Jurisprudence/Responsabilité/Reprise de feu/

Cour administrative d'appel

Arrêt n° 97LY20531 du 17 décembre 2001 SDIS de l’Yonne

"Considérant qu'il résulte de l'instruction, et notamment du rapport de l'expertise ordonnée en référé par les premiers juges, que le second incendie ne peut résulter que d'une reprise du premier feu qui avait détruit un hangar agricole et qui s'était propagé à tous les niveaux et à la toiture de l'habitation attenante dans laquelle était également stocké du fourrage, avant d'être circonscrit après plusieurs heures d'intervention des services de lutte contre l'incendie ; que la reprise du feu s'est produite dans la toiture, à partir de pièces de bois dans lesquelles le feu a couvé un certain temps avant de s'étendre sous l'effet notamment d'un vent violent ; que le S.D.I.S. DE L'YONNE n'établit pas l'inexactitude de ces conclusions en produisant un rapport technique établi cinq ans après le sinistre et dans lequel il formule des hypothèses sur l'origine du second incendie en relevant des incohérences entre l'origine attribuée au second feu par l'expert et la nature des dommages constatés ;
 Considérant qu'il incombe aux services d'incendie et de secours de mettre en place, après l'extinction d'un incendie et en tant que de besoin, un service de surveillance destiné à prévenir le risque d'une reprise du feu ; que dans les circonstances de l'espèce, compte tenu notamment de l'importance et de la durée du premier incendie qui s'était propagé à toutes les parties de l'habitation jusqu'à la toiture, le fait de ne pas prévoir une telle surveillance alors que tout risque de reprise ne pouvait être exclu même en l'absence d'indice concret en ce sens au moment du départ des secours, est constitutif d'une faute de nature à engager la responsabilité de la commune chargée, en vertu des dispositions de l'article L.131-2-6 du code des communes alors en vigueur, de la lutte contre les incendies ; que la faute ainsi commise, qui n'a pas permis de détecter immédiatement la reprise du feu et d'y parer sans délai, est directement à l'origine des dommages résultant du second incendie ; que ni la circonstance que les gendarmes soient demeurés sur les lieux après le départ des secours jusqu'à 17 heures le jour du premier incendie, ni le fait qu'un employé du propriétaire ait effectué une ronde à 20 heures le même jour sans rien remarquer d'anormal, ni le délai qui s'est écoulé entre l'extinction du premier feu et sa reprise, n'ont d'incidence sur la responsabilité de la commune, dès lors qu'il incombait au service d'incendie et de secours de mettre en place une surveillance permanente et de la maintenir aussi longtemps que tout risque de reprise du feu ne pouvait être écarté ; qu'enfin, si le S.D.I.S. DE L'YONNE soutient que la victime a commis une faute en n'assurant pas à proximité de son immeuble un stockage d'eau permettant de lutter efficacement contre l'incendie, cette situation, à supposer qu'elle puisse être constitutive d'une faute imputable au propriétaire des lieux, était connue du service d'incendie et de secours au moment de la reprise du feu et aurait dû être prise en compte par lui pour organiser la surveillance qu'il lui appartenait de mettre en place afin de parer rapidement à une éventuelle reprise ; qu'il résulte de ce qui précède, sans qu'il soit besoin d'ordonner la nouvelle expertise sollicitée par le S.D.I.S. DE L'YONNE, que celui-ci n'est fondé à invoquer ni l'absence de faute du service d'incendie et de secours, ni l'absence de lien de causalité entre la faute et le dommage, ni à se prévaloir d'une faute de la victime"

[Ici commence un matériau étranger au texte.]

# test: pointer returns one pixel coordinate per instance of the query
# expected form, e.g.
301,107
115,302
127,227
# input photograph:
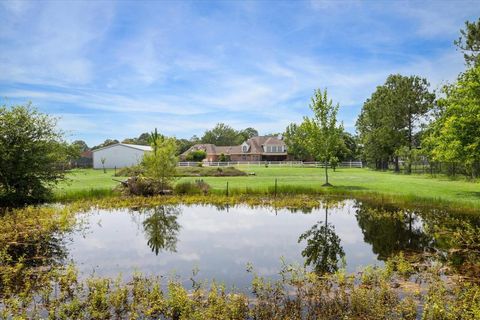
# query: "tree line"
220,135
404,121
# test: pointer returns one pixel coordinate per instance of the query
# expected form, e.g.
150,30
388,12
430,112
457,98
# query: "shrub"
140,186
197,155
32,155
133,171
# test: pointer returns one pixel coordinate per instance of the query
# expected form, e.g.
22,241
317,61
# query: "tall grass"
84,194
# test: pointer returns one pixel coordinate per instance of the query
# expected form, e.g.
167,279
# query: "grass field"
349,181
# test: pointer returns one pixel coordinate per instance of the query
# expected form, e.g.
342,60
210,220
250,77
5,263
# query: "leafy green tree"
391,118
469,42
349,148
81,145
455,134
32,152
183,145
221,135
322,130
245,134
160,164
295,137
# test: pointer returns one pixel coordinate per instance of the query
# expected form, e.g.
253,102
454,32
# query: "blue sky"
117,69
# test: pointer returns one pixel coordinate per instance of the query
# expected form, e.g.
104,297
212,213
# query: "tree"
103,160
455,134
221,135
160,164
295,137
390,118
469,42
245,134
322,130
183,145
81,145
32,151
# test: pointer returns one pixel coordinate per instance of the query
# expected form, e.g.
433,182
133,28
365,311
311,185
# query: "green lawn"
346,180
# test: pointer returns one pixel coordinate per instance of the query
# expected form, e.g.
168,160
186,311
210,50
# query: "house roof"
133,146
255,144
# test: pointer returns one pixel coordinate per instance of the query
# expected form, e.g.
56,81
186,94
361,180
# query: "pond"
219,243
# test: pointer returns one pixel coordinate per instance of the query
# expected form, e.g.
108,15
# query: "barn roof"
133,146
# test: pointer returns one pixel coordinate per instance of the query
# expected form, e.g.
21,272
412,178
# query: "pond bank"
32,272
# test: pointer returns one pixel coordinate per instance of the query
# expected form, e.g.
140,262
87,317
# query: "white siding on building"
119,156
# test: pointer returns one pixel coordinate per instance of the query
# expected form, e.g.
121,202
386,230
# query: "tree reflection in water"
392,231
323,250
161,228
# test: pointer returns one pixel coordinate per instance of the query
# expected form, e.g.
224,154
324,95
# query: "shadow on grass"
351,188
470,194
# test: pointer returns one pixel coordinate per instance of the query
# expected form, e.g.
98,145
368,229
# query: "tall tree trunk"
326,173
410,140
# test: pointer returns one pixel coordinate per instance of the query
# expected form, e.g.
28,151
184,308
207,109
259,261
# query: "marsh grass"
82,194
373,293
34,283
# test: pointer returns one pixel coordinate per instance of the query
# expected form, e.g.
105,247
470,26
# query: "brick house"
264,148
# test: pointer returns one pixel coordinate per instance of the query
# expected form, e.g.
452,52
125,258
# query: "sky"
118,69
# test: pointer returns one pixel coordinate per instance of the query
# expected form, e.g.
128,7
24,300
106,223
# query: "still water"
219,243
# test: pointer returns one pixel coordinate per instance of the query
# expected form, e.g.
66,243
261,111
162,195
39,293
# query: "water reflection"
221,241
392,231
161,228
323,250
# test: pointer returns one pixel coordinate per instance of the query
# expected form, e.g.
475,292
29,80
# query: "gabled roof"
256,146
133,146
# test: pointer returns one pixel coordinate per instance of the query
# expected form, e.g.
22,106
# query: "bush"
197,155
189,187
133,171
140,186
32,153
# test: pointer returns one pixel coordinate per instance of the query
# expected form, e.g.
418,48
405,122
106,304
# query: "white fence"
347,164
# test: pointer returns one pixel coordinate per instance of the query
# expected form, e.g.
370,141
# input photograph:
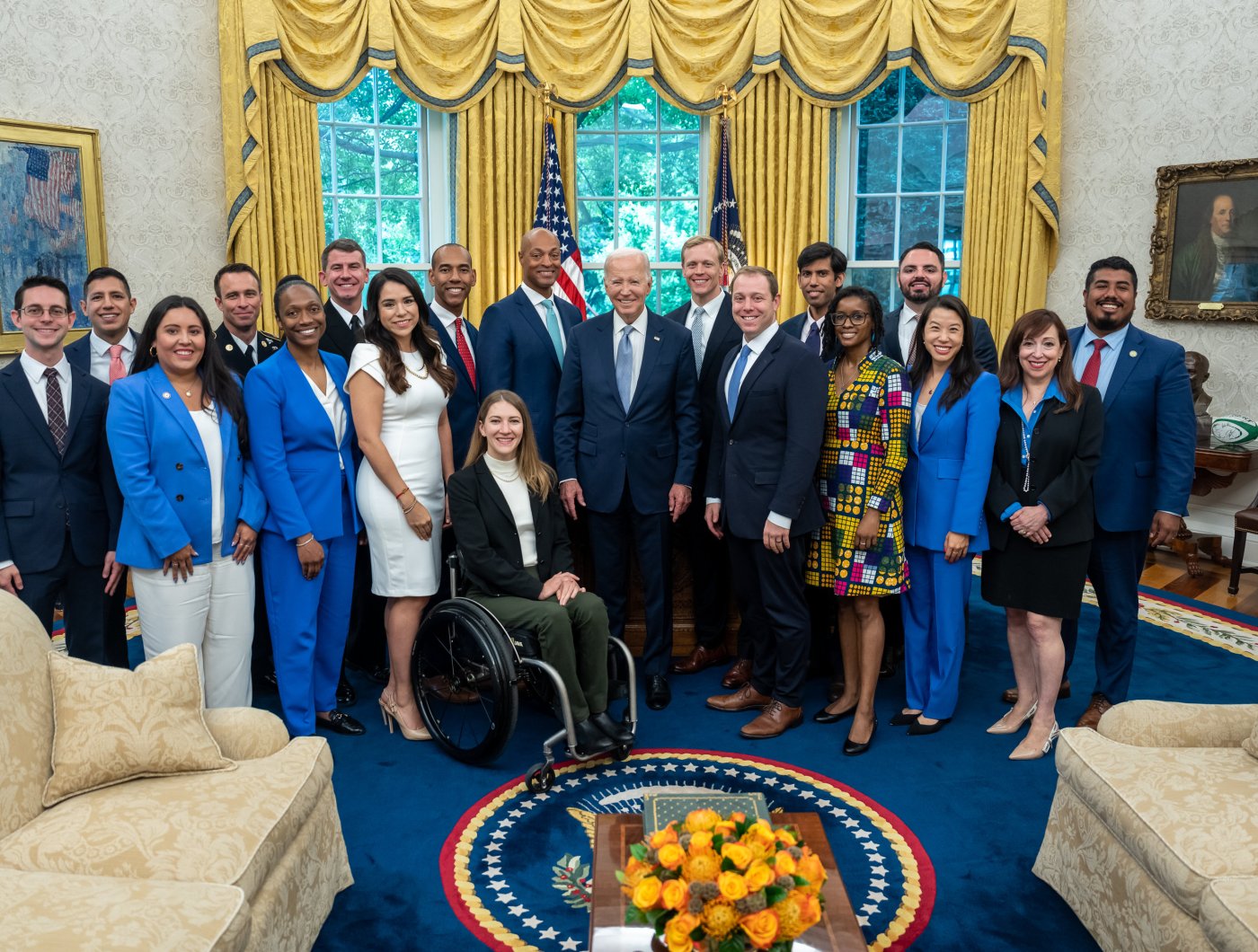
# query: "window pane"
922,159
399,163
918,219
883,103
637,169
637,226
400,232
355,161
876,160
678,220
595,165
678,165
876,229
595,228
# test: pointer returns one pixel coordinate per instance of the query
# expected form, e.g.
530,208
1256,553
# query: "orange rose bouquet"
723,885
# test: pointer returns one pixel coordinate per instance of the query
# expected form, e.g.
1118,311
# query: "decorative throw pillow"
111,725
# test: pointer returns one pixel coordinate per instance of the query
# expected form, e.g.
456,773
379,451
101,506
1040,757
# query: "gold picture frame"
1204,247
52,190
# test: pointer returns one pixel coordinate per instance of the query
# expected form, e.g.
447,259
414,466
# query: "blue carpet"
978,816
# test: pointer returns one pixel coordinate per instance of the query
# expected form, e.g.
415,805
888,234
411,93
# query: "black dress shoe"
340,723
614,729
658,693
852,748
826,717
345,693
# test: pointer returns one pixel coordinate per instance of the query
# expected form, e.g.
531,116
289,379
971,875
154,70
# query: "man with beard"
921,278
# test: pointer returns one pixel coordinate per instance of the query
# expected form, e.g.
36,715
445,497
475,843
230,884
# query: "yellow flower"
675,895
761,927
701,820
732,886
645,895
739,854
670,855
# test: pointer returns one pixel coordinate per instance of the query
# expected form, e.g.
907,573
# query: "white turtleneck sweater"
506,474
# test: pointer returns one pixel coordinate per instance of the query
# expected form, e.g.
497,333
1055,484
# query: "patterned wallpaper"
146,75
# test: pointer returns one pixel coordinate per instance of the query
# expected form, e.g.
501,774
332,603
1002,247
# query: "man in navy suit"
708,318
760,492
1145,473
453,278
58,495
920,278
524,337
626,436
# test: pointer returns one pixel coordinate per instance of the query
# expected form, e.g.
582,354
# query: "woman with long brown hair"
1040,515
399,386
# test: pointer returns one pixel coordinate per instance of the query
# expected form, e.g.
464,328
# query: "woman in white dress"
399,386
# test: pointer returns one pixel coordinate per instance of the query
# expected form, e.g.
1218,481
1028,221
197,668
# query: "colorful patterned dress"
864,458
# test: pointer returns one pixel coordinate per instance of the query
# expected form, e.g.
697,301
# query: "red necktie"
1092,370
461,341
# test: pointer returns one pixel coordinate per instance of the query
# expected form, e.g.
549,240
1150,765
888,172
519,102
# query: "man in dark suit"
920,278
343,273
708,318
60,503
238,297
821,268
1145,473
524,336
760,493
453,278
626,436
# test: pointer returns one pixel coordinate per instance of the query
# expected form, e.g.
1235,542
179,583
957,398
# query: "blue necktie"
625,368
553,329
740,366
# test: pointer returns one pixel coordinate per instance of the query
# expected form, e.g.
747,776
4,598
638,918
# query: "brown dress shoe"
1092,716
738,675
701,658
745,698
774,719
1010,694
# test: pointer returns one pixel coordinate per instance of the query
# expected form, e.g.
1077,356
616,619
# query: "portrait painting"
1205,242
52,220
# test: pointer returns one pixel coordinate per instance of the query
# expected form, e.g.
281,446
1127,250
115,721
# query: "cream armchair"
1153,836
242,859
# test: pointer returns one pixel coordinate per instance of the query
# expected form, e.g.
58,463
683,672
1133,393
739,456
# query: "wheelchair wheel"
465,681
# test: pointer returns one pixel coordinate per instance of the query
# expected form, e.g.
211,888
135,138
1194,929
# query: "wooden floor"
1166,571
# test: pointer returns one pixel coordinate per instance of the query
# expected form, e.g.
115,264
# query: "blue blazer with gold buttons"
165,477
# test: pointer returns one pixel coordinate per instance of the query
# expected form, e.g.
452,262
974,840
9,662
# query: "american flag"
553,214
725,226
50,178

"Considérant que si, aux termes des dispositions de l'article 91 de la loi susvisée du 7 janvier 1983 alors en vigueur, "les communes sont civilement responsables des dommages qui résultent de l'exercice des attributions de police municipale, quel que soit le statut des agents qui y concourent", leur responsabilité est, en vertu des mêmes dispositions, atténuée à due concurrence lorsque le dommage résulte en tout ou partie de la faute d'un agent ou du mauvais fonctionnement d'un service ne relevant pas de la commune et que la responsabilité de la personne morale dont relève l'agent ou le service concerné a été mise en cause par la commune ou la victime ;
Considérant qu'aux termes de l'article 34 du décret susvisé du 6 mai 1988 relatif à l'organisation générale des services d'incendie et de secours : "Le directeur départemental des services d'incendie et de secours exerce, sous l'autorité du préfet ou du maire, les missions dont il est chargé par chacun d'eux dans le cadre de leurs pouvoirs respectifs de police. Il contrôle la mise en oeuvre opérationnelle de l'ensemble des moyens relevant du service départemental d'incendie et de secours, des communes et des établissements publics de coopération intercommunale compétents en matière de lutte contre l'incendie ( ...)" ; qu'aux termes de l'article 35 du même décret : "Le commandement des opérations de secours relève, sous l'autorité du préfet ou du maire agissant dans le cadre de leurs pouvoirs respectifs de police: 1. En cas d'intervention d'un centre de première intervention, au chef de ce centre ou, en son absence, au sapeur-pompier le plus ancien dans le grade le plus élevé; 2. Dès l'intervention sur premier appel ou sur deuxième appel d'un centre de secours principal ou d'un centre de secours, au chef de ce centre ou, en son absence, à l'officier des centres le plus élevé en grade. Le commandement appartient au directeur départemental des services d'incendie et de secours dès qu'il arrive sur les lieux du sinistre ou, en son absence, à l'officier de sapeurs-pompiers désigné par le préfet" ;
Considérant qu'il résulte de ces dispositions qu'en cas d'intervention du service départemental d'incendie et de secours, le commandement des opérations de secours lui incombe, y compris la mise en place des mesures de surveillance destinées à parer à une éventuelle reprise du feu après le départ des secours ; qu'il en résulte que la carence fautive constatée en l'espèce sur ce point doit être imputée au seul S.D.I.S. DE L'YONNE ; que celui-ci n'est, par ailleurs, pas fondé, pour les motifs déjà exposés, à soutenir que la commune devrait supporter une part de responsabilité pour n'avoir pas pris les dispositions nécessaires en vue d'assurer un approvisionnement suffisant en eau pour lutter efficacement contre l'incendie à proximité du lieu du sinistre ;
Considérant qu'il résulte de ce qui précède que le S.D.I.S. DE L'YONNE n'est pas fondé à soutenir que c'est à tort que, par le jugement attaqué, qui est suffisamment motivé, le tribunal administratif de Dijon l'a condamné à garantir intégralement la COMMUNE DE GIVRY des condamnations prononcées contre celle-ci"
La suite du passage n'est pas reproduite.